Oltre a stemperare le tensioni tra Washington e Teheran, l’annuncio potrebbe costituire il primo passo verso un più ampio cessate il fuoco nello Yemen. Il conflitto — in corso dal 2014 e descritto dalle Nazioni Unite come «la peggiore crisi umanitaria globale» — ha già provocato la morte di decine di migliaia di persone, in un paese classificato tra i più poveri al mondo.

L’attacco di sabato scorso alla più importante raffineria di petrolio di Riad ha provocato il blocco per molte ore di più della metà della produzione giornaliera di greggio del paese.
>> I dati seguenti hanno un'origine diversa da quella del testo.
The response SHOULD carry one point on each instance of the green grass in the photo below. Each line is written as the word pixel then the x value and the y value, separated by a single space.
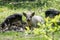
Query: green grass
pixel 12 35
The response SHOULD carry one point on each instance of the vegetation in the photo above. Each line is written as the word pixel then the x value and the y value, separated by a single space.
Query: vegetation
pixel 44 32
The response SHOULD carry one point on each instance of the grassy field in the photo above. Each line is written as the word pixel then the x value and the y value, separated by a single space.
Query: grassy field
pixel 39 9
pixel 12 35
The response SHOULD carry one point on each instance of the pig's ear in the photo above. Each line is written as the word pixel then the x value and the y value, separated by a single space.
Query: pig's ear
pixel 24 14
pixel 33 13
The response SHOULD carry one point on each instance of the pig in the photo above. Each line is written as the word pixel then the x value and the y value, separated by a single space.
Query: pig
pixel 32 19
pixel 10 20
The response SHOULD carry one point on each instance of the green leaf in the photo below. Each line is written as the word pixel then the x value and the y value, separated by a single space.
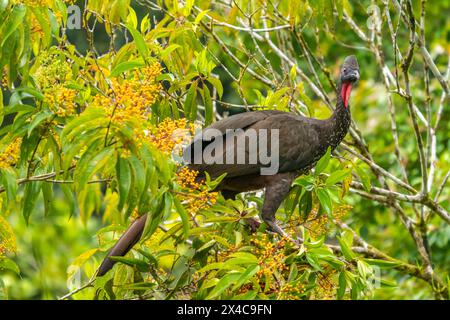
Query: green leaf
pixel 209 112
pixel 183 215
pixel 1 107
pixel 325 201
pixel 342 286
pixel 337 176
pixel 217 84
pixel 139 41
pixel 89 164
pixel 8 264
pixel 223 284
pixel 123 179
pixel 38 119
pixel 190 104
pixel 382 263
pixel 31 193
pixel 142 266
pixel 250 272
pixel 126 66
pixel 47 192
pixel 365 178
pixel 322 164
pixel 346 251
pixel 17 15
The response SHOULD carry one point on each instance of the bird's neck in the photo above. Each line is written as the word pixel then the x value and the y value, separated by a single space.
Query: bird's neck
pixel 339 122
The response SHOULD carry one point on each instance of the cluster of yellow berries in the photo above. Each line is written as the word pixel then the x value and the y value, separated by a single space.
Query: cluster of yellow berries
pixel 271 256
pixel 7 238
pixel 51 75
pixel 130 99
pixel 39 3
pixel 11 154
pixel 187 178
pixel 52 70
pixel 290 291
pixel 199 197
pixel 33 3
pixel 171 133
pixel 326 286
pixel 61 100
pixel 321 224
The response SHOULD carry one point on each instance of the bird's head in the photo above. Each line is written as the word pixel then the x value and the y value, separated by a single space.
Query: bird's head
pixel 349 75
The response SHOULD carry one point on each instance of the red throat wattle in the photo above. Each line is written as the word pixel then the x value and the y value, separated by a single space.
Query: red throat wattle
pixel 345 92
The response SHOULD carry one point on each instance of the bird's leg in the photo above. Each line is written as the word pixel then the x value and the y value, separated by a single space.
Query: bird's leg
pixel 277 189
pixel 252 223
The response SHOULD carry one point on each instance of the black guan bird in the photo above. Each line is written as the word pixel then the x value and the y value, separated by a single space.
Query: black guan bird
pixel 302 142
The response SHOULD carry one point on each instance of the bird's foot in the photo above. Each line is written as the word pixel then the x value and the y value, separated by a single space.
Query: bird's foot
pixel 253 224
pixel 274 227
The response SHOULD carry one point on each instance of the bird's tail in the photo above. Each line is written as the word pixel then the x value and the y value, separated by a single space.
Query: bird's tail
pixel 130 237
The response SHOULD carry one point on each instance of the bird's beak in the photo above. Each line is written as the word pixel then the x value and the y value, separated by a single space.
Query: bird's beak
pixel 353 76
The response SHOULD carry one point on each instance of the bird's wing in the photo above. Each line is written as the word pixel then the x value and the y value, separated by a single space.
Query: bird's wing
pixel 294 144
pixel 238 121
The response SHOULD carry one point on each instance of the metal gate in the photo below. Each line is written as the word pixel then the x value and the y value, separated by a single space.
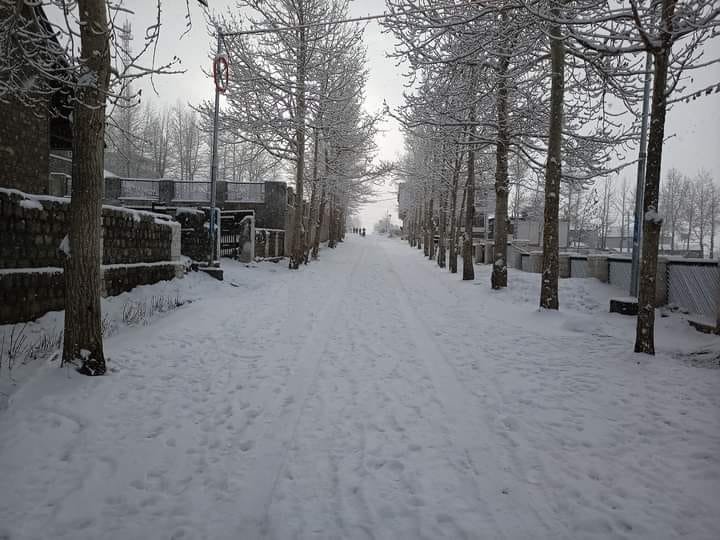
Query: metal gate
pixel 237 234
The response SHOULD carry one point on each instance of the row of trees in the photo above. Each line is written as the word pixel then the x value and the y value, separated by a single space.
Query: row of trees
pixel 296 93
pixel 600 216
pixel 551 88
pixel 153 142
pixel 72 59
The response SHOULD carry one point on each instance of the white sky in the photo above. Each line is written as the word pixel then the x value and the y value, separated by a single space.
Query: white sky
pixel 695 125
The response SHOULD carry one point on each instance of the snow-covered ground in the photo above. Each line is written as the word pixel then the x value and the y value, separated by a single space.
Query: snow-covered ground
pixel 370 395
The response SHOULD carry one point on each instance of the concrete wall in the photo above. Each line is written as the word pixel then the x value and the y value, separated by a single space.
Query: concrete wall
pixel 137 250
pixel 24 148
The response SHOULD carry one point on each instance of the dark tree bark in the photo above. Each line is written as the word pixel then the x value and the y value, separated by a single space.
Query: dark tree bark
pixel 645 333
pixel 498 279
pixel 431 229
pixel 83 274
pixel 468 268
pixel 312 214
pixel 453 215
pixel 442 249
pixel 297 251
pixel 418 226
pixel 553 172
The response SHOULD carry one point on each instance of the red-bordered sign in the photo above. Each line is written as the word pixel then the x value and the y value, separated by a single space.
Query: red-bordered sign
pixel 221 73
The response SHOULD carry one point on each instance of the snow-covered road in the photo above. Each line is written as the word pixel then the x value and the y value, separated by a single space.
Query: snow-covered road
pixel 370 395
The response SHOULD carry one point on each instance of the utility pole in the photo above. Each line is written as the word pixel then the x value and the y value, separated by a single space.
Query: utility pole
pixel 219 65
pixel 640 189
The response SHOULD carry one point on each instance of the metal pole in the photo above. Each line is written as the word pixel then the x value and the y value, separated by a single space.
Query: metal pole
pixel 213 167
pixel 640 190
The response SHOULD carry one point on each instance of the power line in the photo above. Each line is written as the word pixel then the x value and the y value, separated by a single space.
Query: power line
pixel 366 18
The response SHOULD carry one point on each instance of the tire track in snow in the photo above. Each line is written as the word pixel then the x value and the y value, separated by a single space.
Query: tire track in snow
pixel 270 453
pixel 458 402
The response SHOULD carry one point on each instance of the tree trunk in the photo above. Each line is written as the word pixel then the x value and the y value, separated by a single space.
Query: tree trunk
pixel 498 279
pixel 644 337
pixel 713 206
pixel 442 252
pixel 468 269
pixel 553 172
pixel 312 214
pixel 296 251
pixel 431 229
pixel 453 215
pixel 83 274
pixel 318 229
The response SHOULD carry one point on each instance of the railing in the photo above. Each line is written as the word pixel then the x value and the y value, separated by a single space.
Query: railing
pixel 245 192
pixel 192 191
pixel 269 243
pixel 619 271
pixel 694 286
pixel 578 267
pixel 139 189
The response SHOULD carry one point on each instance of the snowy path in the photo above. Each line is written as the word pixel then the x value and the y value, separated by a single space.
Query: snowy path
pixel 407 405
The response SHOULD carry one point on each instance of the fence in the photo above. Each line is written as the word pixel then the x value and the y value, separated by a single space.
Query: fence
pixel 579 267
pixel 237 235
pixel 694 286
pixel 691 284
pixel 192 192
pixel 269 243
pixel 139 189
pixel 251 192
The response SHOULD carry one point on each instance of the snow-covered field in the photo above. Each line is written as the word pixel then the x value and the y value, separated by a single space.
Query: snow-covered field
pixel 370 395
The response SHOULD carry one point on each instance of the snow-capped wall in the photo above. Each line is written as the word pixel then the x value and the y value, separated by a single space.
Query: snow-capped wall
pixel 137 250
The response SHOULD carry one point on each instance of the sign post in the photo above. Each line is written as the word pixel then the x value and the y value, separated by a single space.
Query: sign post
pixel 221 79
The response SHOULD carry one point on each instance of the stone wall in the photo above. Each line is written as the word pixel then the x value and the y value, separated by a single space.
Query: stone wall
pixel 24 147
pixel 138 249
pixel 270 214
pixel 31 230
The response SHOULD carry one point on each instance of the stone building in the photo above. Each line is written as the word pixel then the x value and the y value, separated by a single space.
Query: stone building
pixel 29 134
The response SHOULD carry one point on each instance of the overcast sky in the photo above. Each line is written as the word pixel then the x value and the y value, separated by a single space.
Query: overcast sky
pixel 695 126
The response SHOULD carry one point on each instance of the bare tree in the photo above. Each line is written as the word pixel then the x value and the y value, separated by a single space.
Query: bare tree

L’Arabia Saudita e gli Stati Uniti hanno incolpato dei raid Teheran, che ha sempre negato ogni coinvolgimento. «Tutto indica che l’Iran sia responsabile dell’attacco», ha dichiarato il segretario alla Difesa statunitense, Mark Esper, spiegando che le indagini condotte dagli esperti sauditi e americani fanno ritenere che le armi impiegate (droni e un missile inesploso) siano di fabbricazione iraniana e non siano state lanciate dallo Yemen, come invece sostenuto dalle autorità di Teheran.